Bu depremlerinin etkilerinin, 1999 Depremleri gibi uzun süre devam edeceği, ülkemiz ve afetzedelerin toparlanma dönemlerinde büyük sıkıntılar çekileceği anlaşılmaktadır.
Bilim insanları yanında ilgili diğer kesimlerce ülkemizi büyük çapta etkileyecek Bingöl, Ege Bölgesi, İstanbul gibi yerlerde yıkıcı depremlerin olabileceği bilgileri medyada yer almakta ve bu minvalde kamuoyuna açıklamalar yapılmaktadır.

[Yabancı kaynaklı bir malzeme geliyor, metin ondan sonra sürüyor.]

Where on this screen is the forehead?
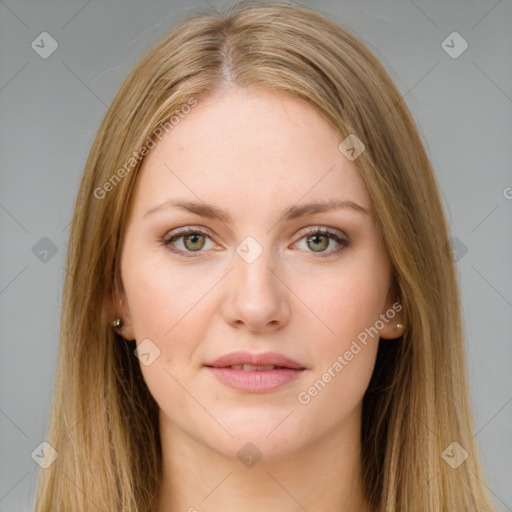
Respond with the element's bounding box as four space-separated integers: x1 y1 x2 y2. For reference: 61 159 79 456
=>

Marmara Depremi sonrası geçen bu süre içerisinde bir takım olumlu gelişmeler olmakla birlikte, yaşanan Kahramanmaraş Depremlerinin tekrar masaya yatırılarak oluşan aksaklıkların giderilmesine yönelik olarak çalışılmalıdır. Başta siyasi irade olmak üzere tüm kesimlerin (sivil, asker, kamu otoritesi, koordinatör kuruluşlar, üniversiteler, özel sektör, sivil toplum kuruluşları, vatandaşlar) görüşleri doğrultusunda daha fazla vakit kaybedilmeden kamunun yeniden yapılanması gerçekleştirilmelidir.
Krizin genel kabul görmüş ilkeleri doğrultusunda, ülkemizin afet bilgi ve tecrübesi dikkate alınarak basit, nitelikli ve ön önemlisi uygulanabilir kriz yönetim sistemine yönelik düzenlemelere acilen yapılmalıdır.